The New Testament Book of Revelation was tailor-made for a Prog Rock concept album, especially in the spiritually adventurous and drug-addled early 1970s. GENESIS would later cover the same thematic ground in their epic song "Supper's Ready", with better poise and in a quarter of the time. But their more refined symphonic interpretation lacked the untethered psychedelic overkill of this album, not to mention the orgasmic shrieking of guest star Irene Papas.
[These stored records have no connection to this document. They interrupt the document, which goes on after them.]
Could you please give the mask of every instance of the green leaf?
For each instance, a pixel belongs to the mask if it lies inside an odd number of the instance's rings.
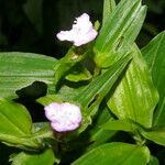
[[[66,79],[70,81],[80,81],[80,80],[89,80],[91,79],[91,74],[87,68],[84,68],[80,64],[75,66],[68,75],[66,75]]]
[[[43,32],[43,0],[28,0],[26,3],[23,6],[23,9],[38,34],[41,34]]]
[[[156,144],[165,146],[165,127],[156,127],[150,130],[141,130],[141,133],[146,139],[155,142]]]
[[[165,31],[158,34],[142,50],[148,64],[155,87],[160,94],[160,102],[154,118],[155,125],[165,125]]]
[[[84,120],[80,128],[77,130],[78,134],[81,133],[89,124],[91,124],[91,117],[97,113],[100,102],[113,87],[114,82],[128,66],[131,58],[131,55],[127,55],[117,64],[111,66],[106,73],[98,76],[82,90],[79,90],[76,96],[72,98],[72,100],[68,100],[78,105],[81,109]]]
[[[88,130],[87,132],[87,134],[89,134],[88,141],[90,145],[88,145],[86,151],[89,151],[100,144],[108,142],[117,133],[117,131],[107,131],[101,128],[103,123],[111,120],[113,120],[113,118],[109,112],[108,107],[106,107],[105,109],[100,107],[97,116],[94,119],[90,130]]]
[[[63,100],[57,95],[46,95],[45,97],[41,97],[36,100],[43,106],[47,106],[52,102],[63,102]]]
[[[146,165],[150,151],[145,146],[109,143],[91,150],[72,165]]]
[[[32,53],[0,53],[0,97],[16,98],[15,91],[34,81],[52,85],[53,57]]]
[[[131,132],[134,130],[132,123],[129,120],[111,120],[101,125],[103,130],[121,130]]]
[[[21,152],[11,157],[10,161],[12,161],[12,165],[53,165],[59,162],[51,148],[38,154]]]
[[[160,165],[158,158],[151,156],[148,165]]]
[[[54,139],[54,132],[50,122],[33,123],[33,136],[35,139]]]
[[[23,106],[1,99],[0,119],[1,142],[18,147],[38,148],[37,141],[31,139],[32,120]]]
[[[121,0],[100,30],[95,45],[95,62],[108,67],[128,53],[134,43],[146,14],[141,0]]]
[[[84,90],[78,92],[73,100],[79,103],[84,109],[87,109],[91,101],[103,99],[103,97],[110,91],[119,76],[122,74],[131,58],[132,56],[129,54],[118,61],[118,63],[111,66],[105,74],[98,76]]]
[[[103,15],[102,15],[102,25],[106,24],[107,19],[111,12],[116,9],[114,0],[103,0]]]
[[[151,128],[158,95],[141,52],[136,46],[132,50],[132,63],[114,89],[108,106],[120,120],[131,119]]]

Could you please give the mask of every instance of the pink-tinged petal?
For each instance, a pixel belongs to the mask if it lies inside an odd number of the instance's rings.
[[[89,15],[84,13],[76,18],[70,31],[61,31],[56,36],[61,41],[69,41],[75,46],[80,46],[94,41],[97,35],[98,32],[94,29]]]
[[[81,123],[80,108],[76,105],[53,102],[44,109],[52,128],[57,132],[74,131]]]

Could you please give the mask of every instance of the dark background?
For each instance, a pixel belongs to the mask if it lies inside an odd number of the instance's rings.
[[[56,33],[69,30],[75,18],[84,12],[92,22],[101,22],[102,3],[103,0],[0,0],[0,52],[31,52],[59,58],[70,43],[57,41]],[[148,10],[136,40],[140,47],[165,29],[165,0],[143,0],[143,3]],[[151,145],[151,152],[165,164],[165,150]],[[13,152],[13,147],[0,144],[0,165],[7,165]]]
[[[0,52],[32,52],[57,58],[69,46],[56,33],[69,30],[87,12],[101,22],[103,0],[0,0]],[[148,7],[138,44],[144,46],[165,28],[165,0],[143,0]]]

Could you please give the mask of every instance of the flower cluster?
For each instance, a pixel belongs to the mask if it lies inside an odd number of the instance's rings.
[[[75,46],[80,46],[96,38],[98,32],[94,29],[87,13],[81,14],[74,21],[70,31],[61,31],[57,38],[61,41],[73,42]]]
[[[57,132],[74,131],[80,125],[81,112],[76,105],[52,102],[44,109],[52,128]]]

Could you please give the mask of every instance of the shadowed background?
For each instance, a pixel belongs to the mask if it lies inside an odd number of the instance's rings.
[[[57,41],[56,33],[69,30],[75,18],[84,12],[92,22],[101,22],[102,3],[103,0],[0,0],[0,52],[31,52],[59,58],[70,43]],[[148,10],[136,40],[140,47],[165,29],[165,0],[143,0],[143,3]],[[23,103],[33,110],[40,107],[28,99]],[[35,121],[42,121],[44,116],[43,111],[31,114]],[[151,151],[155,155],[160,151],[157,157],[165,164],[165,150],[155,147]],[[11,151],[14,152],[13,147],[0,144],[0,165],[7,165]]]

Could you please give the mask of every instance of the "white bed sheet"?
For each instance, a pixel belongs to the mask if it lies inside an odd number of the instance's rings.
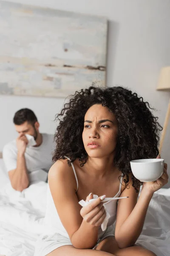
[[[42,231],[47,183],[32,184],[21,193],[13,189],[7,176],[1,179],[2,176],[0,169],[0,255],[33,256]],[[170,256],[170,188],[154,193],[136,244],[157,256]]]

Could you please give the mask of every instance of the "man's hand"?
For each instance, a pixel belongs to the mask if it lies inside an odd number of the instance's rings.
[[[17,147],[19,154],[24,154],[28,143],[28,141],[24,134],[20,134],[19,136],[17,139]]]

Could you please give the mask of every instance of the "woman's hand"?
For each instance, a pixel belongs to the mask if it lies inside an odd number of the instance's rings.
[[[157,158],[160,158],[159,155]],[[156,191],[161,189],[163,186],[167,183],[168,180],[168,175],[167,173],[167,164],[164,163],[164,172],[162,176],[155,181],[151,182],[144,182],[143,183],[142,189],[147,190],[154,193]]]
[[[86,222],[95,226],[101,225],[106,216],[106,212],[102,202],[105,197],[105,195],[99,197],[81,209],[80,214]],[[93,198],[93,195],[91,193],[87,197],[86,201]]]

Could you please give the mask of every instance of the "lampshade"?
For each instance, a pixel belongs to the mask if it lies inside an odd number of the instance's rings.
[[[170,91],[170,66],[161,69],[156,90]]]

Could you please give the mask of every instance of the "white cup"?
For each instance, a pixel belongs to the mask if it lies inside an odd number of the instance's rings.
[[[164,159],[139,159],[130,161],[130,164],[133,175],[143,182],[155,181],[164,172]]]

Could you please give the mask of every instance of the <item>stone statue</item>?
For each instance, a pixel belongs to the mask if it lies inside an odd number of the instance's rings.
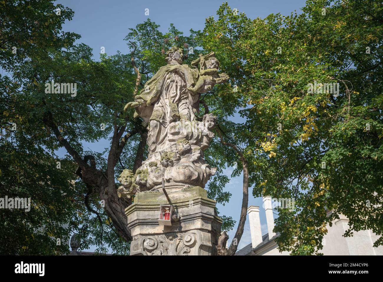
[[[214,136],[212,130],[216,118],[208,114],[201,122],[195,115],[199,111],[200,93],[229,77],[218,73],[219,62],[214,52],[200,55],[191,66],[182,64],[182,49],[172,47],[167,54],[167,64],[160,68],[124,109],[134,107],[134,118],[141,117],[147,127],[149,154],[134,175],[129,170],[121,173],[119,197],[161,191],[163,178],[170,192],[191,186],[204,188],[215,172],[216,168],[205,163],[203,151]]]
[[[137,175],[133,175],[133,171],[130,169],[123,171],[117,178],[117,180],[122,184],[117,189],[117,195],[119,197],[125,197],[130,199],[132,196],[141,192],[139,185],[136,183],[137,177]]]

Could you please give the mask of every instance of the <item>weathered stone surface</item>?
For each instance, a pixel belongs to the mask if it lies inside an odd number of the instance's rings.
[[[167,65],[160,68],[134,102],[125,107],[134,107],[135,116],[142,118],[143,125],[148,126],[149,155],[135,172],[129,189],[121,187],[121,197],[160,189],[163,178],[169,192],[185,185],[203,188],[215,172],[215,168],[205,163],[203,151],[214,136],[212,131],[216,118],[208,114],[200,122],[196,120],[196,114],[201,93],[229,77],[218,73],[219,62],[214,52],[200,55],[191,66],[182,64],[182,49],[172,47],[167,54]]]
[[[131,254],[216,254],[222,222],[215,201],[203,188],[216,170],[204,159],[216,118],[208,113],[201,122],[196,115],[201,93],[229,77],[218,74],[214,52],[200,55],[191,66],[182,64],[182,49],[172,47],[167,54],[167,65],[124,108],[134,107],[134,117],[141,117],[148,130],[147,159],[134,175],[124,170],[119,178],[119,197],[135,196],[125,210],[133,237]],[[173,206],[171,226],[159,224],[160,205],[169,203],[163,185]]]
[[[200,187],[169,193],[173,215],[171,226],[159,224],[160,205],[168,203],[163,193],[139,193],[125,210],[133,241],[131,254],[216,254],[222,220],[215,214],[216,202]]]

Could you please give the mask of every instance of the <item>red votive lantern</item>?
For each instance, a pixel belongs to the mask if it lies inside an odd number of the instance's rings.
[[[170,211],[169,210],[169,208],[165,208],[165,214],[164,216],[164,219],[165,220],[169,220],[170,219]]]
[[[172,225],[173,206],[170,205],[160,205],[158,223],[160,225]]]

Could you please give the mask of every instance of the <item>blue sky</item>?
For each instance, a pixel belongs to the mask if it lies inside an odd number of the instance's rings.
[[[250,18],[259,17],[264,18],[270,13],[280,13],[289,15],[296,10],[299,12],[305,5],[304,0],[250,0],[228,1],[232,9],[237,8],[239,12],[244,12]],[[98,59],[102,46],[108,55],[116,53],[118,50],[123,53],[129,52],[123,40],[128,34],[128,28],[146,20],[148,18],[160,26],[160,30],[166,32],[170,23],[174,24],[179,30],[185,35],[189,30],[203,29],[205,19],[208,16],[217,16],[216,11],[222,4],[222,1],[127,1],[126,0],[61,0],[55,2],[60,3],[73,10],[74,16],[72,21],[67,21],[64,26],[65,31],[72,31],[80,34],[82,38],[78,43],[85,43],[93,49],[95,59]],[[149,9],[149,16],[145,15],[145,9]],[[239,117],[235,115],[234,121],[241,122]],[[98,152],[108,147],[109,141],[101,140],[97,143],[83,143],[84,149],[88,148]],[[65,153],[63,149],[59,151],[59,155]],[[229,177],[233,168],[229,167],[224,170]],[[232,194],[229,203],[224,206],[218,205],[221,215],[232,216],[238,222],[241,212],[242,201],[242,176],[232,178],[225,188]],[[262,207],[261,198],[254,198],[252,196],[252,189],[249,191],[249,205],[259,206],[262,234],[267,233],[264,210]],[[228,244],[231,241],[236,230],[229,232],[230,238]],[[238,249],[243,248],[251,242],[248,220],[247,221],[242,238]],[[91,249],[87,251],[93,251]]]

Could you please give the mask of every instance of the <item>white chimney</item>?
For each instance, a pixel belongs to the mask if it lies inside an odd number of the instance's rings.
[[[253,248],[262,243],[262,231],[261,231],[261,221],[259,218],[259,207],[250,206],[247,208],[249,221],[250,224],[250,233],[251,234],[251,244]]]
[[[274,229],[274,216],[273,215],[273,207],[271,203],[271,197],[267,196],[262,197],[264,202],[264,207],[266,212],[266,221],[267,223],[267,232],[268,232],[268,238],[271,239],[275,233],[273,231]]]

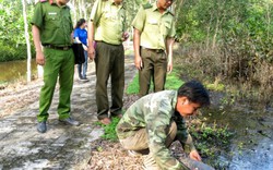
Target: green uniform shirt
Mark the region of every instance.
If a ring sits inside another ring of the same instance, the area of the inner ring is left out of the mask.
[[[91,21],[95,25],[95,40],[111,45],[122,42],[122,33],[126,29],[126,11],[122,4],[116,5],[114,0],[96,0]]]
[[[176,111],[177,92],[163,90],[146,95],[135,101],[117,125],[117,135],[124,139],[140,129],[147,130],[149,148],[157,166],[162,169],[182,169],[185,166],[175,159],[165,145],[167,127],[177,123],[176,138],[186,147],[188,131],[183,118]],[[190,145],[193,149],[193,144]],[[188,146],[187,146],[188,147]]]
[[[161,13],[156,3],[141,7],[132,26],[141,32],[140,45],[145,48],[165,50],[166,38],[176,35],[174,15],[169,10]]]
[[[41,45],[70,46],[73,31],[70,8],[58,7],[56,0],[38,2],[31,22],[40,31]]]

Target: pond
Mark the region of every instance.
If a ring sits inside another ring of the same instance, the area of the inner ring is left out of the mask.
[[[273,169],[273,108],[258,108],[229,106],[204,113],[207,123],[227,125],[235,132],[228,153],[218,156],[229,170]]]
[[[9,61],[0,62],[0,83],[14,82],[19,78],[26,80],[27,61]],[[32,60],[32,75],[37,73],[37,65],[35,59]]]

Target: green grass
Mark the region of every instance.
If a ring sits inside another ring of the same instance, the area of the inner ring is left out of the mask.
[[[100,122],[96,122],[95,124],[97,124],[104,129],[104,135],[102,136],[102,138],[107,139],[107,141],[111,141],[111,142],[118,141],[118,136],[116,133],[116,126],[117,126],[118,122],[119,122],[119,118],[112,118],[111,123],[108,125],[105,125]]]
[[[165,84],[165,89],[178,89],[185,82],[179,78],[178,70],[174,69],[171,73],[167,74],[167,80]],[[154,85],[151,83],[150,90],[153,90]],[[136,74],[133,81],[129,84],[126,89],[128,95],[138,94],[140,89],[139,86],[139,74]]]

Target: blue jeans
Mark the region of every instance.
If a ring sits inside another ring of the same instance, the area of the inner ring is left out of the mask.
[[[85,62],[82,64],[78,64],[78,73],[79,73],[80,78],[85,78],[86,72],[87,72],[88,54],[87,54],[87,51],[85,51],[85,50],[84,50],[84,58],[85,58]]]

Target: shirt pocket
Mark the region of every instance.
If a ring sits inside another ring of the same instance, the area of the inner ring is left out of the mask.
[[[166,37],[169,34],[170,31],[170,23],[169,22],[164,22],[162,24],[162,34],[164,37]]]

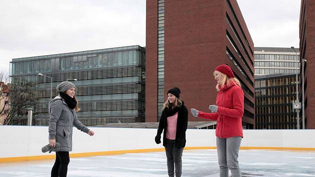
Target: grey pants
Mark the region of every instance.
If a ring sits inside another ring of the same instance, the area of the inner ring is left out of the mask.
[[[241,136],[226,138],[216,137],[216,150],[220,168],[220,177],[228,176],[229,169],[231,170],[232,177],[242,176],[238,161],[241,141]]]
[[[174,176],[174,164],[176,177],[182,176],[182,156],[184,148],[176,148],[175,140],[166,138],[165,152],[168,158],[168,176]]]

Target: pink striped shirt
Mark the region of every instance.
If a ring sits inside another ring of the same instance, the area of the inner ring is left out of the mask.
[[[166,138],[170,140],[176,138],[176,127],[177,126],[177,117],[178,112],[174,115],[168,117],[168,128],[166,129]]]

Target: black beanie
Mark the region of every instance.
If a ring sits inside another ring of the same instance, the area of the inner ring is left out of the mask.
[[[175,96],[179,98],[180,94],[180,90],[178,88],[172,88],[170,89],[168,91],[168,93],[174,94]]]

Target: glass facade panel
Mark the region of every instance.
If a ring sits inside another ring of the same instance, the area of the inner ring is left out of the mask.
[[[118,120],[142,122],[144,120],[144,60],[145,48],[138,46],[16,58],[10,63],[10,79],[12,84],[31,83],[36,102],[30,108],[34,109],[36,125],[48,124],[52,82],[48,77],[52,78],[53,97],[58,94],[56,87],[60,82],[72,80],[76,84],[80,108],[78,115],[86,126]],[[18,118],[27,120],[26,116],[26,110]]]

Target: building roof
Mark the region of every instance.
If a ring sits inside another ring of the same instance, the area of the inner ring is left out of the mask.
[[[296,52],[300,52],[299,48],[295,48]],[[255,47],[254,48],[255,52],[295,52],[294,50],[291,48],[264,48],[264,47]]]
[[[273,74],[255,76],[254,79],[264,80],[267,78],[273,78],[292,77],[292,76],[296,76],[296,74]],[[300,75],[300,74],[298,74],[298,75]]]
[[[118,48],[113,48],[98,49],[98,50],[90,50],[76,52],[68,52],[68,53],[48,54],[48,55],[46,55],[46,56],[12,58],[12,62],[10,62],[28,60],[30,60],[48,59],[48,58],[58,58],[66,57],[66,56],[76,56],[76,55],[91,54],[98,54],[100,52],[114,52],[124,50],[139,50],[140,48],[144,49],[144,48],[143,48],[142,47],[138,45],[126,46],[121,46],[121,47],[118,47]]]
[[[158,128],[159,122],[110,123],[98,125],[98,127]],[[188,122],[188,128],[199,129],[216,124],[216,122]]]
Goodness knows how closely the '72 version follows Scripture, but was that really its aim? In retrospect, the adaptation here by multi-instrumentalist Evangelos Papathanassiou (aka Vangelis) pandered more to counter-culture conceits, with the same calculated efficiency he would later bring to his solo albums and soundtracks. "We are the people / the tambourine people / the alternative people" is a more or less typical lyric. And the album's opening chant ("We got the System / to f*ck the System") can be heard as a quintessential anti-establishment mantra.

The album, originally two LPs, covers a lot of territory in 78-minutes, earning high marks for diversity and chutzpah. Side One of the first record re-imagines the fall of Babylon as an Arena Rock event, then moves to the haunting poetry and solo piano of "Loud, Loud, Loud", then kicks into the full-throttle cosmic rock of "The Four Horsemen", followed by some electro-vibe Aegean folk music, followed in turn by even more portentous narration...

...And on it continues, throughout four sides of vinyl: into the Battle of Locusts, the Wedding of the Lamb, the Capture of the Beast (complete with rattling chain effects), plus the Seven Bowls, Seven Seals, Seven Angels, Seven Trumpets, so forth and so on. All of it incredibly ambitious, suitably pompous, and wildly creative in an undisciplined sort of way. Much like the car depicted in the sleeve art it's an album careening headlong into a masonry wall: a messy but impressive experience, musically compelling but often even more incoherent than its source text.

But that same stylistic inconsistency is possibly a saving grace, because if one episode doesn't grab your attention (hard to believe) the next won't be too far behind it. Disregarding the hodge-podge insanity of the climactic twenty-minute medley "All the Seats Were Occupied", the album packs 23-separate tracks into 58-total minutes: you do the math.

Don't blame Vangelis for trying to stuff all his eggs into one colorful basket. This was the sound of a young musical prodigy with aspirations beyond his native Greece, and as yet (thankfully) unaware of his own limitations. Under the circumstances a few cracked shells ought to be expected, but who cares? We can only hope the actual End of Days will sound this entertaining.